Threatened Bluebird Making A Comeback In Central Florida
Sylvia K. Beauchamp
Findlay Pate (941) 735-1314
John Maddox (941) 773-6355
ONA—In the mid-1800s, poet Henry Thoreau penned “The bluebird carries the sky on his back.” Back then, and even in the early 1900s, the small, colorful songbirds were commonly seen along roadsides, fields, parks and pastures. But most people today have never seen a bluebird, because by the middle of this century, bluebird populations had shrunk to one-tenth of their original numbers.
With the gentle birds now in jeopardy of becoming an endangered species, University of Florida researchers and Audubon Society volunteers are establishing artificial nesting boxes on agricultural land in Central Florida as part of the recovery efforts for the Eastern bluebird.
UF’s Institute of Food and Agricultural Sciences is providing rural land area in Hardee County for trails of bluebird nesting boxes in hopes that they will thrive around the cattle pastures and increase their numbers in Florida, said Findlay Pate, center director of the UF/IFAS Range Cattle Research and Education Center in Ona, which is located 40 miles east of Bradenton.
“Bluebird numbers are decreasing, and the species could become endangered over time. The population is becoming critically low, due to such things as the introduction of starlings into the United States, which steal the nesting sites of bluebirds,” Pate said.
“By providing nesting boxes around pastures, we are giving bluebirds a place to nest, raise their young, and increase their population.

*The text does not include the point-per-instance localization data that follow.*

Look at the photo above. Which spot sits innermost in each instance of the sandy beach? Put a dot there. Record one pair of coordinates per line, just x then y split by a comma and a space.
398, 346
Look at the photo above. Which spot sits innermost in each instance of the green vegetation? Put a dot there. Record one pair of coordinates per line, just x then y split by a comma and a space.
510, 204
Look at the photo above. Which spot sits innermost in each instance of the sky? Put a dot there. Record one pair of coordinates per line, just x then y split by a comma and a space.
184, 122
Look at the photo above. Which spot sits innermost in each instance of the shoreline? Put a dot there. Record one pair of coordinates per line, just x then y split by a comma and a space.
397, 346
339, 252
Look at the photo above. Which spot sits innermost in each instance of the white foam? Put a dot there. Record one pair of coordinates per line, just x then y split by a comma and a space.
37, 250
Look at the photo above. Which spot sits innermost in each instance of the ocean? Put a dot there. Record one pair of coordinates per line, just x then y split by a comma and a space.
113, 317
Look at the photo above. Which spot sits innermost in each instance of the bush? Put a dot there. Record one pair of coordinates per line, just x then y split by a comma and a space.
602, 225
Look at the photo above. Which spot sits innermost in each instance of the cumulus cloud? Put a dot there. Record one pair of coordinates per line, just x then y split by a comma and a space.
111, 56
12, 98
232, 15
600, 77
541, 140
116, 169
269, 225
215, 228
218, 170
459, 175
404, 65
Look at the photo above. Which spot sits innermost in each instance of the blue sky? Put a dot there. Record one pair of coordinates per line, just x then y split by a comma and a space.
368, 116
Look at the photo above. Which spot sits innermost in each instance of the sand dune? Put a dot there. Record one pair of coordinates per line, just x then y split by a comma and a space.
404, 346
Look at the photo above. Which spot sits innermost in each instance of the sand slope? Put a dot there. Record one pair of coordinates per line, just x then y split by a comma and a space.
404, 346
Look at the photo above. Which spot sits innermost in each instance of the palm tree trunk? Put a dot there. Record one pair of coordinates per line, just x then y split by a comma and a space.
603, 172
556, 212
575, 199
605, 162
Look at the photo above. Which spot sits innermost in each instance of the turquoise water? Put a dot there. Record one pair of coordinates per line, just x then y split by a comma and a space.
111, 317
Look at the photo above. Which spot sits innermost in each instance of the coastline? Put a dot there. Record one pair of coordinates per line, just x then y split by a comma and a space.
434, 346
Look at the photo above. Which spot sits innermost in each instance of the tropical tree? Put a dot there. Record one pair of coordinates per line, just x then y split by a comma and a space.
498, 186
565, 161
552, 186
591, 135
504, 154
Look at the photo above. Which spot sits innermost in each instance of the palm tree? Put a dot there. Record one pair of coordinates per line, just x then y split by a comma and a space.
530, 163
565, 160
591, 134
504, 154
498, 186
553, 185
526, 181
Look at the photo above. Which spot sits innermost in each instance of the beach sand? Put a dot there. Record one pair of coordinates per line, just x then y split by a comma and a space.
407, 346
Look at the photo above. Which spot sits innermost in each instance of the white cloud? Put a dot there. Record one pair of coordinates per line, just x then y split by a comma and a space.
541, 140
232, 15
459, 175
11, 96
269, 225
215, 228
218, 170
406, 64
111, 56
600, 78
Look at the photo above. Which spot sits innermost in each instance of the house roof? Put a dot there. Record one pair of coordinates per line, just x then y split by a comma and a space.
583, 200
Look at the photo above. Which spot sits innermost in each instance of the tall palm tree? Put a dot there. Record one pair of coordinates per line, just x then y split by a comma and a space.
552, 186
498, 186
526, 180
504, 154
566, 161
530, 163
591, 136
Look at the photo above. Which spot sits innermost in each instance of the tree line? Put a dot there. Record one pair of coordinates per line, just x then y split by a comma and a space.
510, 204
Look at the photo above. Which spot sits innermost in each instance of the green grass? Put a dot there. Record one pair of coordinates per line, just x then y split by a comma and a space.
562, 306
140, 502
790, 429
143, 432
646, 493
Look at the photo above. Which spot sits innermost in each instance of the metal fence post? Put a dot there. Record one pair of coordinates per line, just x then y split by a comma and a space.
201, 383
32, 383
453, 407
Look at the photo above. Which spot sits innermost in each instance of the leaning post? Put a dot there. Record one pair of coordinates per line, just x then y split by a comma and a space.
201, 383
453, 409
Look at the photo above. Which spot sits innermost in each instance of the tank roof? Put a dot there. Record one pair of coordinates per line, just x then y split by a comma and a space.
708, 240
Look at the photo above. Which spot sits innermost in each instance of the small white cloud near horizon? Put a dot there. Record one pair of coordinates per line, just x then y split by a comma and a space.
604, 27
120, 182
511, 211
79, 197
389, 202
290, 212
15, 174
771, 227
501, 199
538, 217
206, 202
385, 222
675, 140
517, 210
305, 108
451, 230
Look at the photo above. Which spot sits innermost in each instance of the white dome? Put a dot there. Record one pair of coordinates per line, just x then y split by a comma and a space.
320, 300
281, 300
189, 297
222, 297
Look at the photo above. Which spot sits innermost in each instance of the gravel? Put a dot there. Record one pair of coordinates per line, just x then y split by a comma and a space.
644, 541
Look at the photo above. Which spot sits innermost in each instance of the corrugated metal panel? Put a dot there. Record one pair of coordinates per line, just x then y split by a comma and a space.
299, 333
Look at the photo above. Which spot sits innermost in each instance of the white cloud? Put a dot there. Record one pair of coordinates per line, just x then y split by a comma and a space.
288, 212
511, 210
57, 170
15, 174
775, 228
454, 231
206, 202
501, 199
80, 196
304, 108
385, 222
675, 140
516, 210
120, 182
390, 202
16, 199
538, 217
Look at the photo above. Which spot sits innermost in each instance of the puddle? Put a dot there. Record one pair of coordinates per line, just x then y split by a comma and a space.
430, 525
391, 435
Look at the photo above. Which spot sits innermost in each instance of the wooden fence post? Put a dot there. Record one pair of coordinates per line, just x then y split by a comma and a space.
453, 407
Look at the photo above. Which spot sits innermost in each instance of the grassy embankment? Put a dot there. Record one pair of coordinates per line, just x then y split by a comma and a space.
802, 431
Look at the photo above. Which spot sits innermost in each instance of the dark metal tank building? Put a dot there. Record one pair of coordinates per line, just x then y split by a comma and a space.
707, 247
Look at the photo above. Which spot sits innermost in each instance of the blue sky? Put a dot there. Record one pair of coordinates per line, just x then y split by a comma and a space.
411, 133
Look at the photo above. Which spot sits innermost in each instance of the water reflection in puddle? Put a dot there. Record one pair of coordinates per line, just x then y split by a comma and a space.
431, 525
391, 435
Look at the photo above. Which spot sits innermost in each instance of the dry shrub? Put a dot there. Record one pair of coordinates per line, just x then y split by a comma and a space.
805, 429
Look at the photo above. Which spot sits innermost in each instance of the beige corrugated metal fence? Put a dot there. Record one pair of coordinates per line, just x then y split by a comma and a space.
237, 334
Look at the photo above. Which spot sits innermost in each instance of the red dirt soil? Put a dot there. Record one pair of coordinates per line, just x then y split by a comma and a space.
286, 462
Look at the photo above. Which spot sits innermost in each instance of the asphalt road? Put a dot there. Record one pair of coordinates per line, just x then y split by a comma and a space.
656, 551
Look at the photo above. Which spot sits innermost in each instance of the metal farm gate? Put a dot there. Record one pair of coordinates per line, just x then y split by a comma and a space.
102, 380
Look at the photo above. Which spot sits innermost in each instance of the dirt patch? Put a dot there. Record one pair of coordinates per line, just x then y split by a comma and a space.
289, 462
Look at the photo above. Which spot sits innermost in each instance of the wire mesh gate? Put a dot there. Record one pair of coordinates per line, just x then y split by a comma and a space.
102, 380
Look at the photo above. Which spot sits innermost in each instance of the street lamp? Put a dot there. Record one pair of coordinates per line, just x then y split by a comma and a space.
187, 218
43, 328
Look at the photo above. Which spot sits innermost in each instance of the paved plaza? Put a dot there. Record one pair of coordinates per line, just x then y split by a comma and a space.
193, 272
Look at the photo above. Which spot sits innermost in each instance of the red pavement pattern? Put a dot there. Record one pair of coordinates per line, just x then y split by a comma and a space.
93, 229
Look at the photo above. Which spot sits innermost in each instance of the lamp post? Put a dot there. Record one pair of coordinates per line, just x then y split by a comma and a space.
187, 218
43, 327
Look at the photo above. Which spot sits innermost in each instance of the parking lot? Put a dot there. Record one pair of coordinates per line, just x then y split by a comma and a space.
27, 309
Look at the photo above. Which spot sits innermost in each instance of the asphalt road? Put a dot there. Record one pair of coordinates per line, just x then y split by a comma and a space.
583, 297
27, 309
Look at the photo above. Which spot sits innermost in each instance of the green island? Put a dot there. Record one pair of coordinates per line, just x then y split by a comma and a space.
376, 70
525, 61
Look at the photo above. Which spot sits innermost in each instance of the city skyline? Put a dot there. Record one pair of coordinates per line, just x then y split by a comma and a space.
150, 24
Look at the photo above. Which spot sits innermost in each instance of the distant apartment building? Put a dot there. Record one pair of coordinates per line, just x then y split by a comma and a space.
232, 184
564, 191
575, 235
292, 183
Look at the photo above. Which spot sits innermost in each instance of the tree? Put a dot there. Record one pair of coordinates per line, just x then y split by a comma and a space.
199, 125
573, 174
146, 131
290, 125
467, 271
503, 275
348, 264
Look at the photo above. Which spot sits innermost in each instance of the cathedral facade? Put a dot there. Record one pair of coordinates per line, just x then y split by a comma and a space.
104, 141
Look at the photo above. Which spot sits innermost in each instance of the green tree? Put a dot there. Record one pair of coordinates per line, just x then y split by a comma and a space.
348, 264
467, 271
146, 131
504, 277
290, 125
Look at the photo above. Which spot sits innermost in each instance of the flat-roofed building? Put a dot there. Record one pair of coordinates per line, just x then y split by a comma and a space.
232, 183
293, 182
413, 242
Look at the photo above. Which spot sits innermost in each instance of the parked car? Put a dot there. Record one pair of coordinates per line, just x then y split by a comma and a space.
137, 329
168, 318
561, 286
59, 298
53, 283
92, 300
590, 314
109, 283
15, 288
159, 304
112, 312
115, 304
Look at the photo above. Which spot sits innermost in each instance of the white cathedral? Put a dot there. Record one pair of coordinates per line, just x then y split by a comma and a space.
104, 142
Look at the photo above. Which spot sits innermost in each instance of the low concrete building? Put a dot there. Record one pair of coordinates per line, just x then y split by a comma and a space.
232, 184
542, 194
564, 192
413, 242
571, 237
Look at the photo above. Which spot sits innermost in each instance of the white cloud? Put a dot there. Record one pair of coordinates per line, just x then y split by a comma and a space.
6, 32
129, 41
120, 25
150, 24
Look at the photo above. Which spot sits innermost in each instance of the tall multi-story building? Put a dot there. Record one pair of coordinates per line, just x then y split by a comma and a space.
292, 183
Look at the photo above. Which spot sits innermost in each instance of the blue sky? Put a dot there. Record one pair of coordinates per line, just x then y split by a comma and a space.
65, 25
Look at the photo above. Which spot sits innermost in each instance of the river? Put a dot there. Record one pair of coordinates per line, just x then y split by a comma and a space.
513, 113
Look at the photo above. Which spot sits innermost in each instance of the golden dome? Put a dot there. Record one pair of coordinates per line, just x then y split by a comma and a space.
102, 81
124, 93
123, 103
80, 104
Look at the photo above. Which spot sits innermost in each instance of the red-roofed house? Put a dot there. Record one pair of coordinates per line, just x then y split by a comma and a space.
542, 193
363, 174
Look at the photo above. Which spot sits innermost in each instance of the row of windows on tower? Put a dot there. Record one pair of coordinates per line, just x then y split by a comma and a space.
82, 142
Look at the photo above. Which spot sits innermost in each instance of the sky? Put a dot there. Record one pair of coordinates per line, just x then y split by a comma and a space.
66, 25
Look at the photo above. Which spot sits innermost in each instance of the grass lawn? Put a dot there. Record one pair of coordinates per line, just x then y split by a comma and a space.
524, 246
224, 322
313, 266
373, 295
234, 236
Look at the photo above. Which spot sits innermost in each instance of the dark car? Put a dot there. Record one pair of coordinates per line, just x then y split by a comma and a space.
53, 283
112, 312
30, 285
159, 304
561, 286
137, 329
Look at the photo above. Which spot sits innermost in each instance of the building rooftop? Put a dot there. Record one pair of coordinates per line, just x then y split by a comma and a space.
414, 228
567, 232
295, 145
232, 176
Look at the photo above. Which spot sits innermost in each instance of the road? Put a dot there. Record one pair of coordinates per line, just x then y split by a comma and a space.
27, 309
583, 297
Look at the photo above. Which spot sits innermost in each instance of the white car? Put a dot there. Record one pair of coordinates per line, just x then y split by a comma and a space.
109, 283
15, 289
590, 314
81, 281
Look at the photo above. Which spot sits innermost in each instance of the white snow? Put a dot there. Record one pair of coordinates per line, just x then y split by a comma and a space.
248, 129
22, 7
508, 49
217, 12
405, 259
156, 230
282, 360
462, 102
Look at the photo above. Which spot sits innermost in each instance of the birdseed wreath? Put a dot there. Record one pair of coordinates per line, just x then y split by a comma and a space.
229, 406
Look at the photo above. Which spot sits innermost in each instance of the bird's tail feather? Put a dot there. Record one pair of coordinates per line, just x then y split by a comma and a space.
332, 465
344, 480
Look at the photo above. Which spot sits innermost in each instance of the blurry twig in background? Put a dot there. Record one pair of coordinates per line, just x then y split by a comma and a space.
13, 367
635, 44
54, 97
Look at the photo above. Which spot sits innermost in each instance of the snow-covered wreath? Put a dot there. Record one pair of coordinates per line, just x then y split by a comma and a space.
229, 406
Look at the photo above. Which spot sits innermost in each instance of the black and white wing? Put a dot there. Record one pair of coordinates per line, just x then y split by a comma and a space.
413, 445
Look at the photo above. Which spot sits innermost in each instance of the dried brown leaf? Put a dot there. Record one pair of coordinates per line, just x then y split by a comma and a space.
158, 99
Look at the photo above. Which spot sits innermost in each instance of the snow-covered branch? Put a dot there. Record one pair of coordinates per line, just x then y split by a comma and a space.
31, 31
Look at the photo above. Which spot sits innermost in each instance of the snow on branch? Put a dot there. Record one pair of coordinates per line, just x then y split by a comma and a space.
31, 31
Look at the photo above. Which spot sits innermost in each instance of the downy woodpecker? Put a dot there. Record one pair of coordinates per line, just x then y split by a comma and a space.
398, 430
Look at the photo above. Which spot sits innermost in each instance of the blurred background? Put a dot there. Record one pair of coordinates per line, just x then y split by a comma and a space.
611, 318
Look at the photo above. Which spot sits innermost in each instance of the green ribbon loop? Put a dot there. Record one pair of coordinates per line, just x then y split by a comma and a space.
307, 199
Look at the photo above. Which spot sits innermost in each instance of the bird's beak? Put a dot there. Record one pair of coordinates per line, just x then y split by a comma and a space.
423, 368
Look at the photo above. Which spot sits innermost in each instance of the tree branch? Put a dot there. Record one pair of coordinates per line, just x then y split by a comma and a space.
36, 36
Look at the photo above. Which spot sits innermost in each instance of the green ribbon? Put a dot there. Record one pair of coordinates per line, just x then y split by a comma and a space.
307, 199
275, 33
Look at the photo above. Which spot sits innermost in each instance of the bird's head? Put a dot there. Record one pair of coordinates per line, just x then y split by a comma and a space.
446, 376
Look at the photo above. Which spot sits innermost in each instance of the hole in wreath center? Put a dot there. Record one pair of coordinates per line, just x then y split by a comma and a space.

And in working cooperatively with the Audubon Society, we can determine the true impact of Florida cattle ranches on environmental quality.”
Over the years, numbers of bluebirds and other cavity-nesters such as purple martins and chickadees have plunged because of the introduction of aggressive bird species such as sparrows and starlings, which play havoc with bluebirds by killing them and stealing their nests. Other problems include increased urbanization and the loss of natural nesting sites when dead trees and wooden fence posts, often used by bluebirds as nesting cavities, are removed or replaced with metal fence posts, Pate said.
The ranch environment appears to be ideal habitat for bluebirds because they thrive in open country, needing shortgrass areas and nearby trees for spying and catching insects. Because of the desirable pasturelands at the research center, volunteers from the Hardee County chapter of the Audubon Society approached Pate about establishing the first bluebird trail of man-made nesting boxes.
With the pilot project in Ona now in its third year, Pate said farmers and other land owners should be encouraged to install their own trails of bluebird nesting boxes. Besides inspiring poets with their music, serenity and family devotion (they are faithful to one mate, seldom picking a new one unless their first nest fails or the mate dies), bluebirds are helpful to farmers and gardeners because their diet consists almost entirely of insects and grubs in the spring and summer.
“Not only will increased populations of bluebirds benefit the environment and those people who enjoy bird watching, but cattle producers also can demonstrate how they provide an excellent habitat for bluebirds and many other bird species,” Pate said.
John Barrows, an Audubon Society volunteer and retired science teacher in Hardee County, said the mild-mannered bluebird that once was common in small towns and people’s yards has declined across the country perhaps 90 percent in the past 50 years.
As part of the bluebird recovery efforts in Florida, Barrows builds artificial nesting sites and maintains the bluebird trail at the UF/IFAS research center, monitoring eggs and numbers of hatchlings weekly during nesting season. As bluebirds re-establish in the area and their numbers increase, the researchers hope they will spread to other areas of the state.
“Cattlemen in rural areas like this can indirectly benefit by providing habitat where bluebirds can find insects that may be harmful to pastures. We wanted to use the UF/IFAS property for the initial bluebird trail because it provided the desirable habitat and because it was a protected area, secure from vandalism to boxes,” Barrows said. “We’re helping bluebirds mostly out of an aesthetic appreciation, because of their beauty, gentle nature and soft, melodic voice. They are part of the natural scene, part of the web of life. If they’re not there, it leaves a vacant spot.”
Barrows and retired vocational agriculture teacher and school administrator John Maddox began the project at Ona with 10 boxes. Now they’re monitoring 17 boxes, and so far this year, 15 boxes have had nests, an 88 percent success rate that has produced 133 eggs, 81 nestlings and 69 bluebird fledglings. These figures are a marked increase from results of the two previous years. In 1995, 10 boxes produced 26 bluebirds, and in 1996, 16 boxes produced 65 bluebirds.
Maddox, president of the Hardee County Audubon Society and a director for the state society, said that if provided with proper homes, bluebirds will nest an average of twice, and as much as three times, a year, producing four or five eggs at each nesting. And as a migratory bird, winter visitors can often be spotted alongside the permanent, Florida-resident bluebirds.
“At one time, we couldn’t hardly find bluebirds, even in rural Hardee County,” Maddox said. “But bluebirds are part of the native ecosystem in Florida and around the country. We want to ensure that they continue to exist, as they are a part of the natural fauna.”